Mathematical Programs with Equilibrium Constraints

Section author: Simon W. Funke <simon@simula.no>

This demo solves example 5.2 of [5E-HintermullerK11].

Problem definition

This problem is to minimise

\[\min_{y, u} \frac{1}{2} || y - y_d ||^2_{\Omega} + \frac{\nu}{2} || u ||^2_{\Omega}\]

subject to the variational inequality

\[\begin{split}( \nabla y, \nabla (v - y) )_\Omega &\ge (f + u, v - y)_\Omega \qquad \forall v \ge 0, v = 0 \ \mathrm{on}\ \delta \Omega, \\ y &\ge 0, \\ y &= 0 \quad \mathrm{on}\ \delta \Omega,\end{split}\]

and control constraints

\[a \le u \le b \qquad \forall x \in \Omega,\]

where \(u\) is the control, \(y\) is the solution of the variational inequality, \(y_d\) is data to be matched, \(f\) is a prescribed source term, \(\nu\) is a regularisation parameter and \(a, b\) are upper and lower bounds for the control.

This problem is fundamentally different to a PDE-constrained optimisation problem in that the constraint is not a PDE, but a variational inequality.

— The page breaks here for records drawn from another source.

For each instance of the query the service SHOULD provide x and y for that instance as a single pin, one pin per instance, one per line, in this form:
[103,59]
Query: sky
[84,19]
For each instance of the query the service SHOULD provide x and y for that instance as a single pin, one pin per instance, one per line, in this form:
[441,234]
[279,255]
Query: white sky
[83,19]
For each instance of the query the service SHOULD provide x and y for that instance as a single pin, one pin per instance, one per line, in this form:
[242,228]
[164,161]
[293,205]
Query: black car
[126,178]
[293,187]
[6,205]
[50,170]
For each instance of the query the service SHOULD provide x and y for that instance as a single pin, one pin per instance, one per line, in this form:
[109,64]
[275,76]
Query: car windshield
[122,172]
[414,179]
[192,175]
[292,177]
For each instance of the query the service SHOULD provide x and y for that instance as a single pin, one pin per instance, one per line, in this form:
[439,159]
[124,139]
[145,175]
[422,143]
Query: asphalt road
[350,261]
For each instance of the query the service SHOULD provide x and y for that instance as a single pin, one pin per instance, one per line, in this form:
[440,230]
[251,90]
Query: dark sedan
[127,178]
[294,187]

Such problems are called Mathematical Programs with Equilibrium Constraints (MPECs) and have applications in engineering design (e.g. to determine optimal trajectories for robots [5E-YG05] or process optimisation in chemical engineering [5E-BRB08]) and in economics (e.g. in leader-follower games [5E-LM05] and optimal pricing [5E-LH04]).

Even though it is known that the above problem admits a unique solution, there are some difficulties to be considered when solving MPECs:

  • the set of feasible points is in general not necessarly convex or connected, and

  • the reduced problem is not Fréchet-differentiable.

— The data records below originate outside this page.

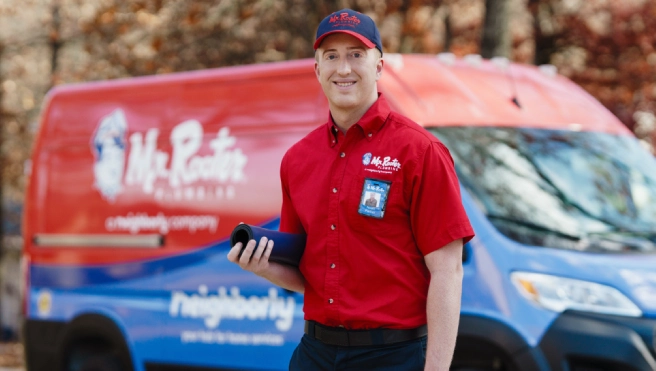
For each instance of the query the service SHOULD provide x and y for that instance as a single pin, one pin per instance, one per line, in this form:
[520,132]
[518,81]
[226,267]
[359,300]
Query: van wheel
[93,358]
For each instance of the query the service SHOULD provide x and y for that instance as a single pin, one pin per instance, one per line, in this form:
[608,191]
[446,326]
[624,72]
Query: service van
[137,183]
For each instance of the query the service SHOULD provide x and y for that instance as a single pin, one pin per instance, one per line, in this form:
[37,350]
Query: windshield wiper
[534,226]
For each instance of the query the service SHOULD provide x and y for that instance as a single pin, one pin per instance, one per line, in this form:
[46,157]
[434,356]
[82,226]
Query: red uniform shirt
[365,271]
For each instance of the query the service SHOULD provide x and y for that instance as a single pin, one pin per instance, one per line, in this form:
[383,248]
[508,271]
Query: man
[376,280]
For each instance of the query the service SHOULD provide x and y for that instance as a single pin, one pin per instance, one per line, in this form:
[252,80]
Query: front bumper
[594,342]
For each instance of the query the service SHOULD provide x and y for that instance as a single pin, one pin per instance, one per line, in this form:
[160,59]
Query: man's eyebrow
[349,48]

Following [5E-HintermullerK11], we will overcome these issues in the next section with a penalisation approach. For a more thorough discussion on MPECs, see [5E-ZQJSD96] and the references therein.

Penalisation technique

A common approach for solving variational inequalities is to approximate them by a sequence of nonlinear PDEs with a penalisation term. We transform the above problem into a sequence of PDE-constrained optimisation problems, which can be solved with dolfin-adjoint.

For the above problem we use the approximation

\[\begin{split}(\nabla y, \nabla v)_\Omega + \frac{1}{\alpha} (\pi(y), v)_\Omega = (f + u, v)_\Omega \qquad \forall v, \\\end{split}\]

where \(\alpha > 0\) is the penalty parameter and the penalty term is defined as

\[\pi(y) = -\max(0, y).\]

This approximation yields solutions which converge to the solution of the variational inequality as \(\alpha \to 0\) (see chapter IV of [5E-KS00]).

In order to be able to apply a gradient-based optimisation method, we need differentiabilty of the above equation. The \(\max\) operator is not differentiable at the origin, and hence it is replaced by a smooth (\(C^1\)) approximation (plot modified from [5E-HintermullerK11]):

\[\begin{split}{\max}_{\epsilon}(0, y) = \begin{cases} y - \frac{\epsilon}{2} & \mbox{if } y \ge \epsilon, \\ \frac{y^2}{2\epsilon} & \mbox{if } y \in (0, \epsilon), \\ 0 & \mbox{if } y \le 0. \end{cases}\end{split}\]
../../_images/mpec-smoothmax.jpg

The domain for the example problem is the unit square \(\Omega = (0, 1)^2\). The data and the source term are given as \(y_d(x, y) = f(x, y) = -|xy - 0.5| + 0.25\). The remaining parameters are \(a = 0.01\), \(b = 0.03\) and \(\nu = 0.01\).

Implementation

First, the dolfin and dolfin_adjoint modules are imported. We also tell DOLFIN to only print error messages to keep the output comprehensible:

from dolfin import *
from ufl.operators import Max

from dolfin_adjoint import *
from pyadjoint.placeholder import Placeholder

set_log_level(LogLevel.ERROR)

# Needed to have a nested conditional
parameters["form_compiler"]["representation"] = "uflacs"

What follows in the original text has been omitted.